Rabu, 23 Mei 2012

Edison dan Arai


Aku bukan Thomas Alfa Edison, yang pantang menyerah walau kegagalan menderanya hingga 999 kali. Yang terus mencoba walau sukses enggan menyapanya, hingga pada hitungan ke seribu. Aku bukan Edison,  walau sebenarnya aku ingin seperti dia. Aku memang tak akan menyerah hanya dengan satu, dua, atau tiga kegagalan. Namun jika puluhan kali kegagalan menderaku, toh aku juga...
akan menyerah.

Bukan juga Arai yang pantang menyerah, membuang rasa malu tuk mendapat Zakiyah Nurmala. Walau bertahun-tahun dilewatinya dengan pusing bukan kepalang, memikirkan Zakiyah seorang, ia tak pernah ragu sedikit pun. Maju adalah satu-satunya kata yang ada di kamusnya.Yang demi ayah angkatnya, mampu melompati peringkat deret puluhan hingga menjadi nomor dua.

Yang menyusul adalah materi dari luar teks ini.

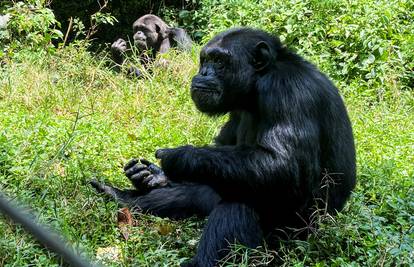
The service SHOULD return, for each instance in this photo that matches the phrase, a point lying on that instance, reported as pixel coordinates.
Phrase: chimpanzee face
(227, 76)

Namun sepertinya aku juga bukan Arai.Yang walaupun bertahun-tahun tak pernah menyerah tuk mendapatkan secercah perhatian dari Zakiyah.

Bukan juga Lintang yang rela bersepeda puluhan kilometer hanya untuk mngenyam bangku sekolah. Walau akhirnya ia tetap menjadi seorang buruh pelabuhan.

Bukan pula Newton, yang hanya dengan melihat apel terjatuh lantas menemukan teori gravitasi.Yang membuka mata ilmuwan di seluruh dunia kala itu, dan sipelajari hingga kini walau kebenarannya telah dilemahkan oleh fisika kuantum.

Bukan pula Archimedes dengan Eureka dan hidrolitasnya yang tak sengaja ia temukan tatkala mandi.

Aku hanyalah aku. Aku yang terkadang masih terombang ambing lingkungan.Yang bahkan kadang tak menyadari cahaya terang yang berada dalam diriku.

Aku adalah aku. Jangan kau samakan aku dengan Edison dan Arai yang tak kenal putus asa. Walau ingin memungkirinya, tapi kurasa saat ini aku telah putus asa. Padamu.